Kichuś majstra Lepigliny
- Author: Janina Porazińska [pl]
- Language: Polish
- Genre: Children's literature
- Publication date: 1924
- Publication place: Poland

= Kichuś majstra Lepigliny =

1924 children's book by Janina Porazińska

Kichuś majstra Lepigliny (Master Lepiglina's Kichuś) is a children's book written by Polish poet Janina Porazińska, published in 1924, sometimes referred to as the "Polish Pinocchio".

== Plot ==
The book tells the story of a boy accidentally created from clay by a potter, the titular master Lepiglina. The action takes place in historical Kraków (c. the 17th century), where the clay boy, Kichuś, adopted by his creator, experiences various adventures.

== Reception ==
The work is considered one of Porazińska's more popular titles. Between 1924 and 1997, it saw around 16 editions, many of them published by the pre-war publishing house of Michał Arct, including the first edition. For many years, the book was part of the school curriculum, especially for grades from 2 to 4. It has been illustrated by various artists, such as Michał Bylina, Maria Orłowska-Gabryś, and Jacek Skrzydlewski. The 1973 edition featured illustrations by Adam Kilian, while the 1974 edition included photographs of Kraków and its surroundings by Edward Hartwig, which showcased locations where the story takes place as well as the beauty of ceramic relics, particularly craquelure. Anita Wincencjusz-Patyna praised the use of photography as educational and grounding the story in reality.

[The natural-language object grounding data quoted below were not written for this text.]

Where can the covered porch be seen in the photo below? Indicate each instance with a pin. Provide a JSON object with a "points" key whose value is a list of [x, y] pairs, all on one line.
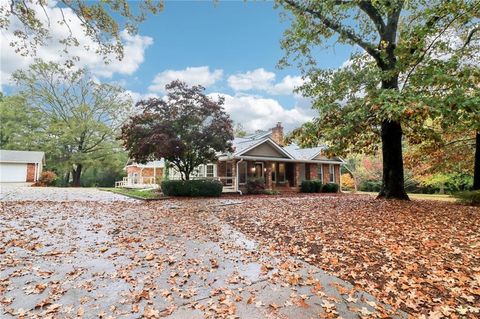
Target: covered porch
{"points": [[278, 174]]}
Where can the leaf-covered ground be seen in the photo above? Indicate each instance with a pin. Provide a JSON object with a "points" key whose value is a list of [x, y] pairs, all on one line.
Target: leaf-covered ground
{"points": [[420, 256], [167, 259]]}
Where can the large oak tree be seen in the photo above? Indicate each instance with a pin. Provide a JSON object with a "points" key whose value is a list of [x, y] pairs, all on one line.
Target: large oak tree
{"points": [[364, 102], [186, 127]]}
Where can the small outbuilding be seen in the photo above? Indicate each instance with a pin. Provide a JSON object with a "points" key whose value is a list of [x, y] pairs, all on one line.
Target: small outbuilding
{"points": [[21, 166]]}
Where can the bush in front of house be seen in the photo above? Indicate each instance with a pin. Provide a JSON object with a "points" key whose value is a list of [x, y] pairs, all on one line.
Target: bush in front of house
{"points": [[47, 178], [468, 197], [192, 188], [255, 186], [330, 188], [311, 186]]}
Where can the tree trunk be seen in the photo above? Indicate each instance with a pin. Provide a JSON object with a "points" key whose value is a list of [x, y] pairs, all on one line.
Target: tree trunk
{"points": [[76, 175], [476, 169], [393, 177], [67, 178]]}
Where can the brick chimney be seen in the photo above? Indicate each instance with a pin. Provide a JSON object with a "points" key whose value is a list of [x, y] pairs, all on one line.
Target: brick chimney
{"points": [[277, 134]]}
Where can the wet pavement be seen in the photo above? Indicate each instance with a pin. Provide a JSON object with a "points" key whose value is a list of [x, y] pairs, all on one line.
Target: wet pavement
{"points": [[19, 192], [173, 259]]}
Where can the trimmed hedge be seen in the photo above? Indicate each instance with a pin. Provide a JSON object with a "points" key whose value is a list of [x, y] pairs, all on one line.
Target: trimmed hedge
{"points": [[192, 188], [330, 188], [255, 185], [311, 186], [468, 198]]}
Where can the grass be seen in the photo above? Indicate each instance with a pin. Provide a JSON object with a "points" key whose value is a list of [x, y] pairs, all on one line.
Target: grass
{"points": [[135, 193], [441, 197]]}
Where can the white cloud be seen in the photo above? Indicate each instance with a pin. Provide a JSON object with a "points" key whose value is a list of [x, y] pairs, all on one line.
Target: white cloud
{"points": [[139, 96], [191, 75], [287, 85], [258, 79], [262, 80], [258, 113], [134, 47]]}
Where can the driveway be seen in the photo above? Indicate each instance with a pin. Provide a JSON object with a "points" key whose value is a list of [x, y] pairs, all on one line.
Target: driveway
{"points": [[115, 258], [22, 192]]}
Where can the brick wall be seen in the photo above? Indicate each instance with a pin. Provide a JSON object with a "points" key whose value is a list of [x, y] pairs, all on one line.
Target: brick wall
{"points": [[31, 173], [221, 169], [146, 172], [326, 174], [313, 171], [337, 174], [277, 134]]}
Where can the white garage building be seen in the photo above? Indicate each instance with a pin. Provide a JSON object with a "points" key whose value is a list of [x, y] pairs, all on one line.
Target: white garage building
{"points": [[21, 166]]}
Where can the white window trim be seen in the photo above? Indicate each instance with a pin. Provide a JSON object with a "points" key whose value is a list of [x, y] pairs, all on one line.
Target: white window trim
{"points": [[214, 171], [321, 172]]}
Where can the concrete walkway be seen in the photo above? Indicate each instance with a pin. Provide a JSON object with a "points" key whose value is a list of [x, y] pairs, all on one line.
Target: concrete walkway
{"points": [[170, 259]]}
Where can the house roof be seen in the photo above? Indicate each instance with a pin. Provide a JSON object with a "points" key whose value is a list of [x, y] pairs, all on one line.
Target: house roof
{"points": [[151, 164], [243, 145], [294, 152], [9, 156]]}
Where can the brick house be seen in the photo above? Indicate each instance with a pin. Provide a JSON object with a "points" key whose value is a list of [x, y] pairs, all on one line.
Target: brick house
{"points": [[21, 166], [263, 155]]}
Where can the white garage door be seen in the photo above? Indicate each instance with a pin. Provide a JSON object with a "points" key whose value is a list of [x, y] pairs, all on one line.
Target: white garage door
{"points": [[13, 173]]}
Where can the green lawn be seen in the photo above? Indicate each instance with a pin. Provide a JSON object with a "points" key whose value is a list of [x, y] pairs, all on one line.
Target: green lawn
{"points": [[135, 193], [441, 197]]}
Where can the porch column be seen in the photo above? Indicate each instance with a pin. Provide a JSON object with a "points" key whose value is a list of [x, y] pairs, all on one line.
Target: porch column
{"points": [[313, 171], [268, 178], [298, 177], [234, 175], [326, 174]]}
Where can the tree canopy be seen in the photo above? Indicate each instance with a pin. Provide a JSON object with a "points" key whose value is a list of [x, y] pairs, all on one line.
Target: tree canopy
{"points": [[385, 91], [32, 23], [186, 128], [81, 117]]}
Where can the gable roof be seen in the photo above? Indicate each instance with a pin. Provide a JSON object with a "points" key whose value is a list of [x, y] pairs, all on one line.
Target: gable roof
{"points": [[250, 145], [244, 144], [151, 164], [9, 156]]}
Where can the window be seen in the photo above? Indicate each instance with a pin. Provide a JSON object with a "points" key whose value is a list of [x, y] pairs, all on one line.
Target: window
{"points": [[258, 169], [242, 173], [320, 172], [274, 172], [281, 172], [210, 170]]}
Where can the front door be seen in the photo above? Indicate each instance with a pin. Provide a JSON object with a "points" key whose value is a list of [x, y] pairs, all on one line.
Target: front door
{"points": [[302, 172], [228, 174]]}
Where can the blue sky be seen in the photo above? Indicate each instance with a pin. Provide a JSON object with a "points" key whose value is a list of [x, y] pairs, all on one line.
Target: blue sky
{"points": [[231, 48]]}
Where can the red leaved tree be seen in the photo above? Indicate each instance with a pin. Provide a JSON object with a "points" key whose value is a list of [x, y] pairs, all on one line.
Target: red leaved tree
{"points": [[186, 128]]}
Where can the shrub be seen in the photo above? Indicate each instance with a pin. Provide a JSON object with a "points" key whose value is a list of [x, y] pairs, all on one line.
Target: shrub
{"points": [[468, 198], [371, 185], [199, 187], [330, 188], [311, 186], [271, 192], [255, 185], [47, 178]]}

Despite its later popularity, the book initially faced criticism from conservative Catholic circles, such as a negative review in Miesięcznik Katechetyczny i Wychowawczy due to its fantastical elements. The clay-formed protagonist was likened to a demon. During the Polish People's Republic period (around 1949), the novel was briefly removed from circulation for being ideologically unsuitable, although by the mid-1950s, it had been adapted for the stage.

In the 1960s and 1970s, the book was praised by critics like Teresa Bieńkowska and Zdzisława Vogel, who noted that children aged from 7 to 8 would enjoy it. Tymon Terlecki, in the 1960s, also praised the book, describing it as a work that introduces children to 17th-century customs in an accessible way. The 1983 publication by the Polish Librarians' Association positively reviewed the novel, calling it a colourful and humorous adventure full of fantasy. The reviewer commended Porazińska's depiction of Kraków's historical architecture and landscapes, as well as her portrayal of the daily life of its inhabitants, noting that the book, though first published in 1924, would still engage young readers aged 6 and up.

== Analysis ==
The work has been inspired by the Italian classic for children, The Adventures of Pinocchio (from the early 1880s), and is sometimes referred to as the "Polish Pinocchio". The author described her inspiration for the story – setting its plot in Kraków – as connected to her patriotism and interest in Polish folklore. It is also thought to be influenced by pottery folklore.

Since the protagonist is given a moral task of "doing good", the moral of the story is described as follows: "The child reader must meet the expectations of adults and become as good as the toy hero". Kichuś is depicted as a "symbol of the ideals of goodness, love, and justice".

The language used in the work is somewhat archaic. Alina Brodzka-Wald noted that the author employs artistic subdialect stylization deliberately. The language of the text is relatively complex, with some editions containing numerous annotations. For example, the 1981 edition featured a three-page glossary of terms and words used in the story, such as "farfurowy" (porcelain), "letniczek" (summer dress), "miesiąc na widku" (full moon), and "naczynia gędziebne" (musical instruments).

== Adaptations ==
The work has been adapted for the theater several times:

- In 1955, as Kichuś, czyli przygody glinianego cudaczka (Kichuś, or the Adventures of the Clay Oddity) at the Animation Theatre, directed and adapted by Melania Karwatowa.
- In 1957, at the Children's Theatre of Zagłębie, adapted by Melania Karwat, staged and directed by Jan Dorman or Tomasz Roch, with set design by Adam Kilian and music by Franciszek Wasikowski.
- In 1959, by the Touring Puppet and Actor Theatre Kubuś.
- In 1961, at the Guliwer Puppet Theatre, adapted by Anna Chodorowska and Bohdan Grzymała-Siedlecki, directed by Zenon Chojnowski, with set design by Mieczysław Antuszewicz and music by Jerzy Dobrzański.
- In 1979, adapted by Halina Krzyżanowska for Polish Radio Theatre, directed by Maria Żabczyńska, with acoustic realization by Jerzy Jeżewski.